Pada tahun kemoterapi dan radiasi dan operasi dan janji tak berujung, saya benar-benar kehilangan akses ke intuisi saya.
Saya perlu waktu jauh dari dunia medis untuk menemukannya lagi. Saatnya mencari tahu siapa saya selain pasien kanker.
Jadi saya menyelesaikan cobaan tahap 3 saya dengan satu payudara direkonstruksi dan satu alami. Saya melakukan yang terbaik untuk membangun kembali hidup saya. Saya mulai berkencan lagi, bertemu dan menikah dengan suami saya, dan suatu hari saya menyadari bahwa tidak bertindak adalah suatu tindakan.
Dalam menunda membuat keputusan, saya telah membuat keputusan.

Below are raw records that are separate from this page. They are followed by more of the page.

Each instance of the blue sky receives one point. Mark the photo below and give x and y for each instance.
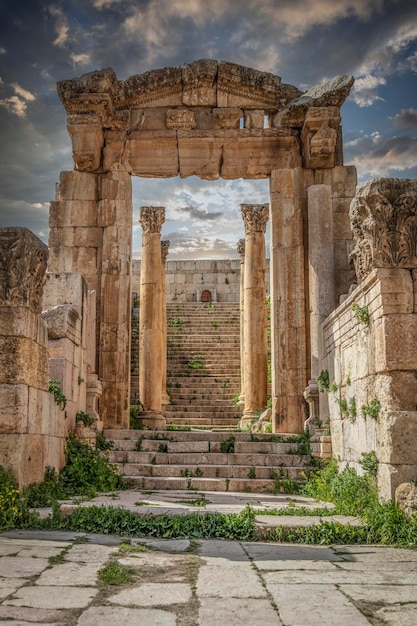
(303, 41)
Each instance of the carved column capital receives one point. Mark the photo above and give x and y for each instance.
(151, 218)
(255, 217)
(383, 218)
(23, 260)
(241, 249)
(164, 250)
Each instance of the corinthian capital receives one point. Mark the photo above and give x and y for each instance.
(383, 218)
(23, 259)
(255, 217)
(151, 218)
(164, 250)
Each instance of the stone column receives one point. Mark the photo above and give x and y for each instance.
(151, 335)
(164, 254)
(255, 338)
(321, 280)
(289, 300)
(241, 250)
(31, 432)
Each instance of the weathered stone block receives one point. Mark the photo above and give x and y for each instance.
(396, 437)
(23, 361)
(86, 133)
(14, 408)
(77, 186)
(200, 153)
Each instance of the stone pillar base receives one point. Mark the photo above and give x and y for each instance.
(152, 420)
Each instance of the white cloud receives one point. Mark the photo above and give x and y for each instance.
(23, 93)
(17, 104)
(80, 60)
(365, 89)
(375, 155)
(61, 26)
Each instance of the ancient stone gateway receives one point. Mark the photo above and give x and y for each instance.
(207, 119)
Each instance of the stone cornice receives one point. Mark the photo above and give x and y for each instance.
(383, 218)
(151, 218)
(255, 217)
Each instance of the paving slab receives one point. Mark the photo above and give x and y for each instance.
(21, 567)
(314, 604)
(237, 612)
(289, 551)
(153, 594)
(229, 581)
(123, 616)
(53, 597)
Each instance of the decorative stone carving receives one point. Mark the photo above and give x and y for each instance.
(319, 137)
(151, 218)
(333, 93)
(241, 249)
(180, 119)
(227, 117)
(383, 217)
(255, 217)
(164, 250)
(23, 261)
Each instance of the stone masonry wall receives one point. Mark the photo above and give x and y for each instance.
(185, 280)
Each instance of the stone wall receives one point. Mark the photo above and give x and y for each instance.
(186, 280)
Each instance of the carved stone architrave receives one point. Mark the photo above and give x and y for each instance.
(23, 261)
(383, 217)
(151, 218)
(180, 119)
(255, 217)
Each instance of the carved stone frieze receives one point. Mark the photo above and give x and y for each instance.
(383, 217)
(152, 218)
(164, 250)
(241, 249)
(255, 217)
(23, 261)
(180, 119)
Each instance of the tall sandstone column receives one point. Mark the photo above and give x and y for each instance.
(164, 254)
(151, 334)
(289, 298)
(241, 250)
(255, 336)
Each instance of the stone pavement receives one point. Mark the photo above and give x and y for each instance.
(52, 577)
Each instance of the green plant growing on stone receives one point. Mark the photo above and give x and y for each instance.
(372, 409)
(176, 322)
(361, 313)
(228, 446)
(369, 462)
(54, 388)
(196, 362)
(323, 380)
(86, 420)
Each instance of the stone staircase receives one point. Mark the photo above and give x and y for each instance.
(203, 365)
(206, 460)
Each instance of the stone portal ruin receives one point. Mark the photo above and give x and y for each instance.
(218, 119)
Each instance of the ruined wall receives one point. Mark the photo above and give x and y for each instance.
(186, 279)
(370, 340)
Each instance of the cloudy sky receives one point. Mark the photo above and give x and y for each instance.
(303, 41)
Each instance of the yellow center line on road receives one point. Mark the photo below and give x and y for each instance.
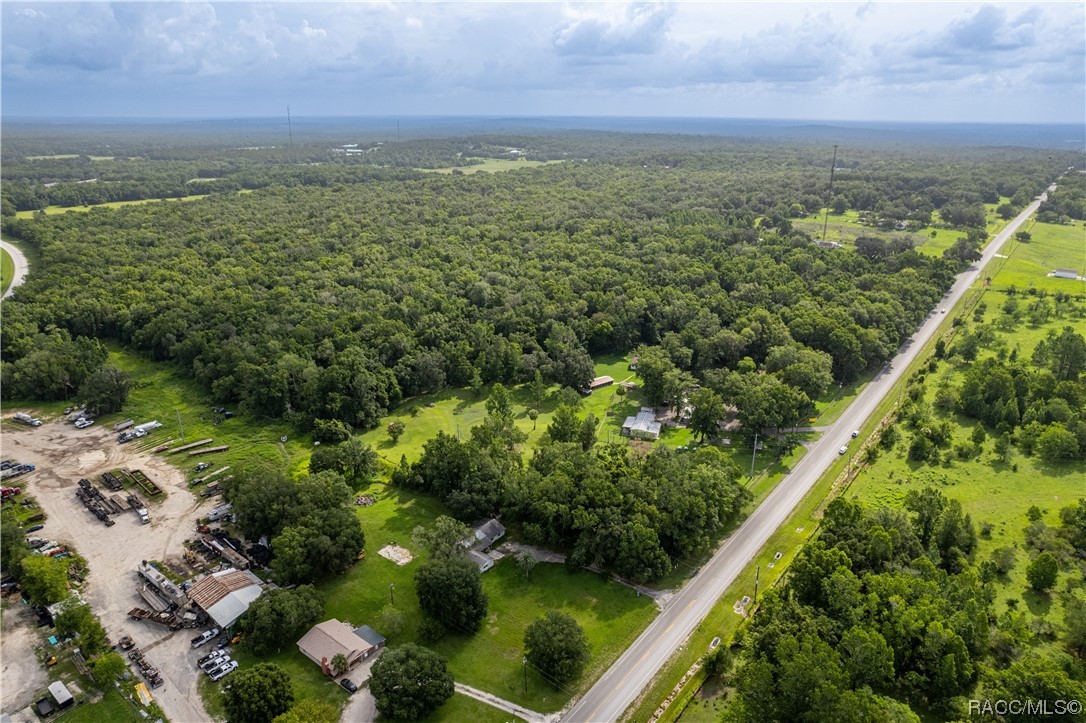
(592, 715)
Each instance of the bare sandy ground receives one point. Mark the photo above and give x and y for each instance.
(22, 673)
(63, 455)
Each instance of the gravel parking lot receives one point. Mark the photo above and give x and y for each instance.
(63, 455)
(22, 671)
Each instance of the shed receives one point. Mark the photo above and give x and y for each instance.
(61, 694)
(483, 561)
(643, 426)
(226, 595)
(45, 707)
(485, 533)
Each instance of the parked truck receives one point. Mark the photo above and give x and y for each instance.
(219, 512)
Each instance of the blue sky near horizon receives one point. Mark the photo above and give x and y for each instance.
(846, 61)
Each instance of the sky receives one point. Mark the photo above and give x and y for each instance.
(1001, 62)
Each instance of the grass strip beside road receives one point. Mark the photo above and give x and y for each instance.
(788, 538)
(7, 270)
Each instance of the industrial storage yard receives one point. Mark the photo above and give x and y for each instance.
(64, 455)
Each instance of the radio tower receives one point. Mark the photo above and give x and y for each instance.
(829, 193)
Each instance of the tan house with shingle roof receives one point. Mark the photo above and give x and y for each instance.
(331, 637)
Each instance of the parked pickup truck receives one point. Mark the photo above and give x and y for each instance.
(203, 637)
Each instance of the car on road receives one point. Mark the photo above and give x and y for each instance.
(226, 670)
(203, 637)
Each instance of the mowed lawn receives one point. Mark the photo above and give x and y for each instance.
(112, 708)
(1051, 246)
(845, 228)
(992, 492)
(610, 613)
(113, 204)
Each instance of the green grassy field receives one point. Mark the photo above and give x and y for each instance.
(160, 393)
(491, 660)
(113, 707)
(491, 166)
(7, 270)
(461, 708)
(113, 204)
(845, 228)
(1066, 485)
(992, 492)
(1051, 246)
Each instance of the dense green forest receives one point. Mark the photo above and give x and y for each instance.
(883, 607)
(341, 288)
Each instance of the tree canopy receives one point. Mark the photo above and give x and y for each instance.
(450, 591)
(556, 646)
(257, 694)
(409, 682)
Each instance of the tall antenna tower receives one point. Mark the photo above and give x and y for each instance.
(829, 193)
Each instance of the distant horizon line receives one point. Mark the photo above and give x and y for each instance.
(294, 117)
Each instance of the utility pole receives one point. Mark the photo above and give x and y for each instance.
(755, 454)
(829, 194)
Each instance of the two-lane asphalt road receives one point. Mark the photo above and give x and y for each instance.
(21, 267)
(624, 681)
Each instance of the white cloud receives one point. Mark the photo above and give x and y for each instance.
(769, 58)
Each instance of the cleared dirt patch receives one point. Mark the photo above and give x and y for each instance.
(399, 555)
(23, 673)
(63, 455)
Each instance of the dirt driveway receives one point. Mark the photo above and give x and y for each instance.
(63, 455)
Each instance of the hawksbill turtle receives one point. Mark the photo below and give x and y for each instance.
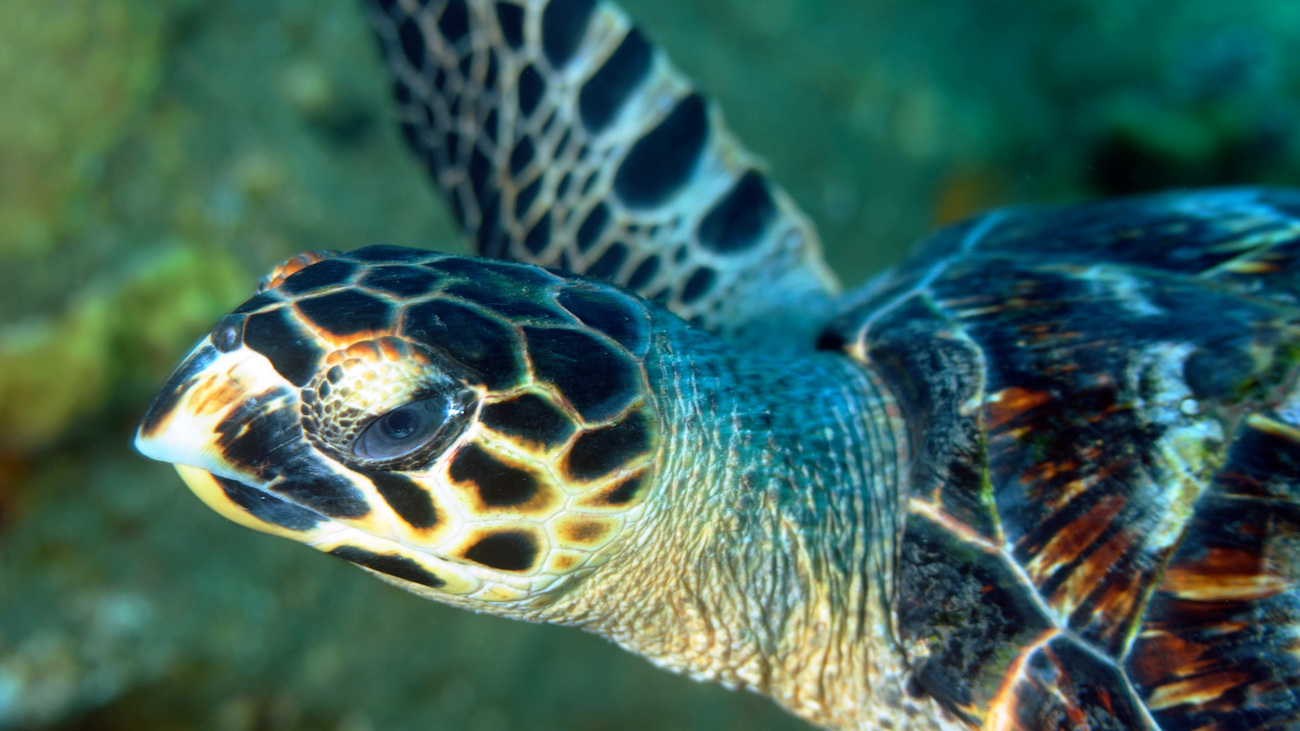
(1043, 474)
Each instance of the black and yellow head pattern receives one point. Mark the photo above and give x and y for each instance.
(469, 429)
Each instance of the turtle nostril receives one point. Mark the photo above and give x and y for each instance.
(228, 334)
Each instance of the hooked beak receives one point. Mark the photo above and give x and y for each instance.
(212, 399)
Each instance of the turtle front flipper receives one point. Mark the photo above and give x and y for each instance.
(563, 137)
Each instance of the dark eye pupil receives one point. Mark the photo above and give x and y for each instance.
(399, 424)
(404, 429)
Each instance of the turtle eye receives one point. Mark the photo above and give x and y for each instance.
(403, 429)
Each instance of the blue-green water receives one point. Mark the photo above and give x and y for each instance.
(156, 158)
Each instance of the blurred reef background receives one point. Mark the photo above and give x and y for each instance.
(156, 158)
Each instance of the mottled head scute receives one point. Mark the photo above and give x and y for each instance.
(498, 465)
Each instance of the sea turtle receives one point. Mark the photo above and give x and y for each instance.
(1043, 474)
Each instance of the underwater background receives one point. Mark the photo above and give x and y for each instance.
(156, 158)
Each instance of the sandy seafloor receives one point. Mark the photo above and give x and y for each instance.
(157, 156)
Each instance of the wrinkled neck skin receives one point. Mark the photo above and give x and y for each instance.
(767, 554)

Saya tidak ingin mastektomi profilaksis. Ternyata, apakah intuisi saya tahu apa yang akan datang atau tidak, saya akhirnya bermetastasis sekitar dua tahun kemudian.

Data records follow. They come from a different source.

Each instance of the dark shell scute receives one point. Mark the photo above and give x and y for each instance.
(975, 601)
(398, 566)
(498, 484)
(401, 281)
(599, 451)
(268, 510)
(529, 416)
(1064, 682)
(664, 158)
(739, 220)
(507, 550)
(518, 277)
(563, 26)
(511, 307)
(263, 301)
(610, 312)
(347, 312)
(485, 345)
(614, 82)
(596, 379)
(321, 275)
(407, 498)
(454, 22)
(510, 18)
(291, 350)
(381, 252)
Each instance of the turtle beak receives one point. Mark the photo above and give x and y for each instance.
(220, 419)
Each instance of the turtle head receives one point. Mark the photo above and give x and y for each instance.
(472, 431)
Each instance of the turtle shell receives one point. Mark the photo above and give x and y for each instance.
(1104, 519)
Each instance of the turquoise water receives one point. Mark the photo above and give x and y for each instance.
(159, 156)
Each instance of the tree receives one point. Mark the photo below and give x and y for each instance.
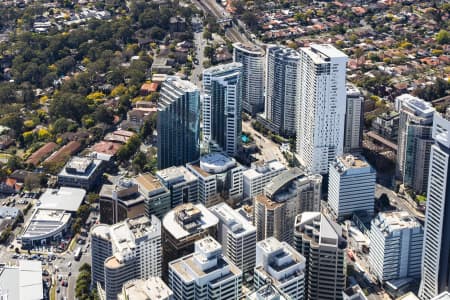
(443, 37)
(103, 115)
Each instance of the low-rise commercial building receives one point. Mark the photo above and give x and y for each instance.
(45, 227)
(259, 175)
(182, 227)
(124, 251)
(205, 274)
(152, 288)
(181, 183)
(157, 196)
(120, 201)
(219, 178)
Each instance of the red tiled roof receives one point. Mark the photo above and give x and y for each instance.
(41, 153)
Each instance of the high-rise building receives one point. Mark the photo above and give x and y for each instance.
(267, 292)
(152, 288)
(436, 247)
(282, 80)
(178, 123)
(219, 178)
(182, 226)
(222, 107)
(322, 106)
(396, 240)
(351, 186)
(287, 195)
(182, 185)
(205, 274)
(237, 236)
(157, 196)
(316, 238)
(354, 119)
(414, 141)
(124, 251)
(252, 59)
(277, 262)
(259, 175)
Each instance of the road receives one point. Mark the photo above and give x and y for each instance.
(399, 202)
(269, 149)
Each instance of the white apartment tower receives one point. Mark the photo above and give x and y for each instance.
(205, 274)
(396, 240)
(252, 59)
(322, 106)
(124, 251)
(222, 107)
(321, 242)
(282, 79)
(354, 119)
(259, 175)
(436, 247)
(351, 186)
(237, 236)
(414, 141)
(277, 262)
(288, 194)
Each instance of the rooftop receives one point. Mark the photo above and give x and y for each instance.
(199, 264)
(282, 180)
(151, 289)
(350, 162)
(23, 282)
(259, 169)
(175, 175)
(389, 222)
(66, 198)
(183, 85)
(249, 48)
(148, 182)
(123, 235)
(237, 223)
(187, 219)
(80, 167)
(45, 223)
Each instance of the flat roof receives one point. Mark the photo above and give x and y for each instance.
(282, 180)
(389, 222)
(189, 268)
(171, 224)
(153, 288)
(45, 223)
(148, 181)
(237, 223)
(66, 198)
(23, 282)
(175, 174)
(85, 167)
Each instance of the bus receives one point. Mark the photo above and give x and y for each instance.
(77, 254)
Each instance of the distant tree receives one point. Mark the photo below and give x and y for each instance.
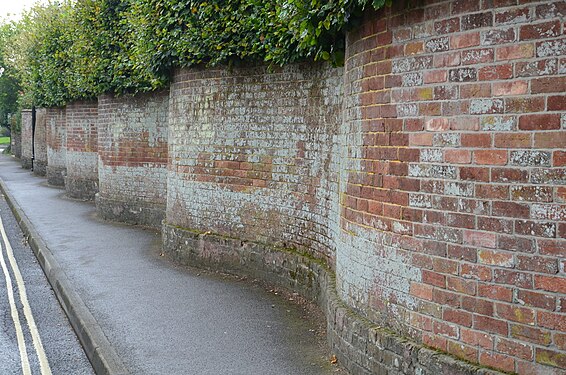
(9, 81)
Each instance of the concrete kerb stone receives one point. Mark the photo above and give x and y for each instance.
(360, 346)
(98, 349)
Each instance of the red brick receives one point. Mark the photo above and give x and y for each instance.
(495, 72)
(447, 26)
(551, 357)
(510, 88)
(514, 348)
(487, 324)
(513, 15)
(515, 313)
(474, 173)
(550, 139)
(433, 278)
(550, 283)
(476, 140)
(511, 209)
(515, 243)
(509, 175)
(475, 90)
(462, 351)
(512, 140)
(540, 30)
(478, 306)
(458, 156)
(475, 271)
(552, 320)
(516, 278)
(536, 299)
(435, 76)
(435, 341)
(459, 317)
(445, 297)
(548, 84)
(498, 361)
(490, 157)
(524, 105)
(496, 258)
(530, 334)
(445, 329)
(552, 247)
(421, 291)
(492, 191)
(556, 103)
(481, 239)
(477, 338)
(515, 51)
(539, 122)
(465, 40)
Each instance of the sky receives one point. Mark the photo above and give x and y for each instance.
(11, 9)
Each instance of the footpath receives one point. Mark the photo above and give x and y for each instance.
(136, 313)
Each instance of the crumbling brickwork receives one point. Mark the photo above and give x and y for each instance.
(252, 154)
(454, 212)
(132, 149)
(56, 137)
(40, 142)
(81, 181)
(26, 139)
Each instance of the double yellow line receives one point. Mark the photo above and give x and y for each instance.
(38, 346)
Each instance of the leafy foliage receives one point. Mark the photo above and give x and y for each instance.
(9, 82)
(75, 50)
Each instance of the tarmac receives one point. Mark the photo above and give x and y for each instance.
(137, 313)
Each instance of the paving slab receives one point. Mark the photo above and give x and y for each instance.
(151, 316)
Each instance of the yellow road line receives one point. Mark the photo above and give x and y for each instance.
(15, 317)
(42, 357)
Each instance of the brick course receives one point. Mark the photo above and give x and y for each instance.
(252, 154)
(40, 142)
(26, 139)
(132, 150)
(82, 149)
(472, 241)
(56, 138)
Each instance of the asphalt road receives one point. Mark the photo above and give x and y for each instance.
(35, 336)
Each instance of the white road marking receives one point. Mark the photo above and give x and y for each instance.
(15, 317)
(42, 357)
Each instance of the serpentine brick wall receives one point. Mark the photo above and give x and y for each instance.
(56, 138)
(132, 149)
(40, 142)
(252, 154)
(455, 201)
(26, 139)
(82, 146)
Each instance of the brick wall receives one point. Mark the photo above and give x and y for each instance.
(132, 149)
(454, 210)
(252, 154)
(40, 142)
(56, 145)
(82, 144)
(26, 139)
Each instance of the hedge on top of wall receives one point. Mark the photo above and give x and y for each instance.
(78, 50)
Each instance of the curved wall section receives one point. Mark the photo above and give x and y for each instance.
(81, 181)
(454, 210)
(56, 137)
(132, 149)
(40, 143)
(26, 139)
(253, 154)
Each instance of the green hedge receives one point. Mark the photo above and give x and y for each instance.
(82, 49)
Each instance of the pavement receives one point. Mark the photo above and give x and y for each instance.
(22, 282)
(137, 313)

Dalam menunda mastektomi kedua, saya telah memberi diri saya hampir dua tahun untuk memanjat tebing dengan teman-teman dan melompat di sungai dengan suami saya yang sekarang. Saya tidak akan mampu menciptakan kenangan itu seandainya saya menghabiskan waktu di antara tahap 3 dan tahap 4 menjalani lebih banyak operasi.
Keputusan ini sangat individual, dan saya tidak akan pernah mengaku tahu apa yang terbaik untuk orang lain.

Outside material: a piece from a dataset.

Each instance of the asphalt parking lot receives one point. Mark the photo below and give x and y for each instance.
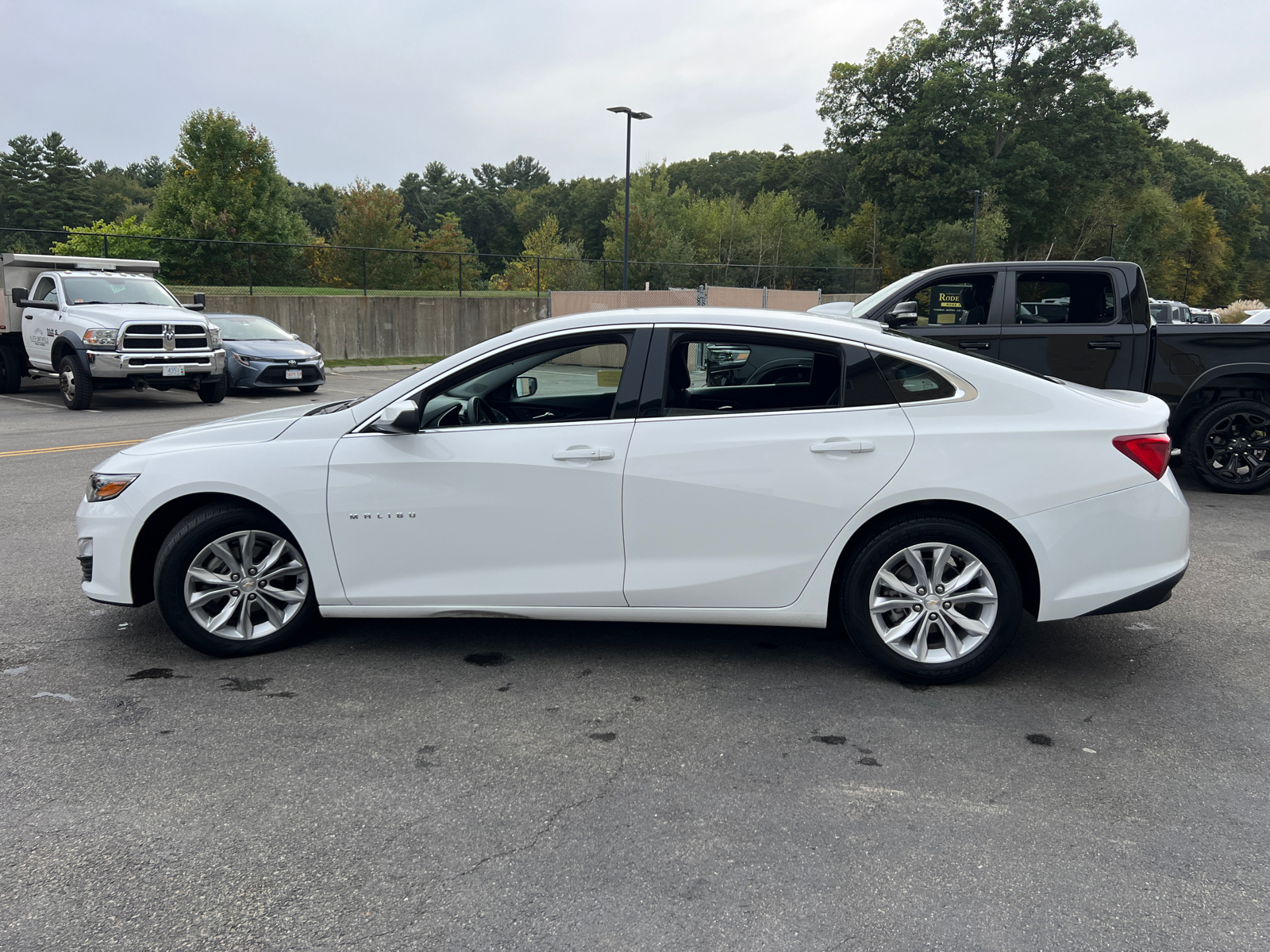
(489, 785)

Untuk wanita lain dalam situasi yang sama, mastektomi profilaksis mungkin merupakan komponen penting dari pemulihan psikologisnya. Bagi saya, mengganti kepercayaan bahwa 'saya harus memiliki payudara yang simetris dan serasi agar menjadi cantik' dengan keyakinan bahwa bekas luka saya seksi karena mewakili ketahanan, kekuatan, dan kelangsungan hidup membantu saya bergerak maju.
Pemulihan saya lebih bergantung pada belajar untuk hidup dengan risiko dan yang tidak diketahui (pekerjaan yang sedang berlangsung) daripada pada apa yang tampak seperti tubuh pasca kanker saya. Dan pada titik tertentu saya menyadari bahwa jika saya mengembangkan primer baru, saya akan melewatinya.
Sebenarnya, saya akan menyetujui hampir semua operasi, prosedur, dan perawatan untuk bertahan hidup.
Tetapi ketika hidup saya tidak dipertaruhkan - ketika saya memiliki kesempatan untuk menjadi sesuatu selain pasien - saya ingin meraihnya. Hidup tanpa medis adalah suatu kemewahan yang langka bagi saya, terutama sekarang karena saya tahap 4.
Jadi, ketika saya bisa, itulah yang saya inginkan.
Tanpa medis
Didiagnosis dengan kanker payudara stadium 3 pada usia 25 dan kanker payudara stadium 4 pada usia 29, Rebecca Hall telah menjadi advokat yang bersemangat untuk komunitas kanker payudara metastatik, berbagi kisahnya sendiri dan menyerukan kemajuan dalam penelitian dan peningkatan kesadaran. Rebecca terus berbagi pengalamannya melalui blog-nya Cancer, You Can Suck It. Tulisannya telah diterbitkan dalam Glamour, Wildfire, dan The Underbelly. Dia menjadi pembicara utama dalam tiga acara sastra dan mewawancarai beberapa podcast dan program radio. Tulisannya juga telah diadaptasi menjadi film pendek, telanjang. Selain itu, Rebecca menawarkan kelas yoga gratis untuk wanita yang terkena kanker. Dia tinggal di Santa Cruz, California bersama suami dan anjingnya.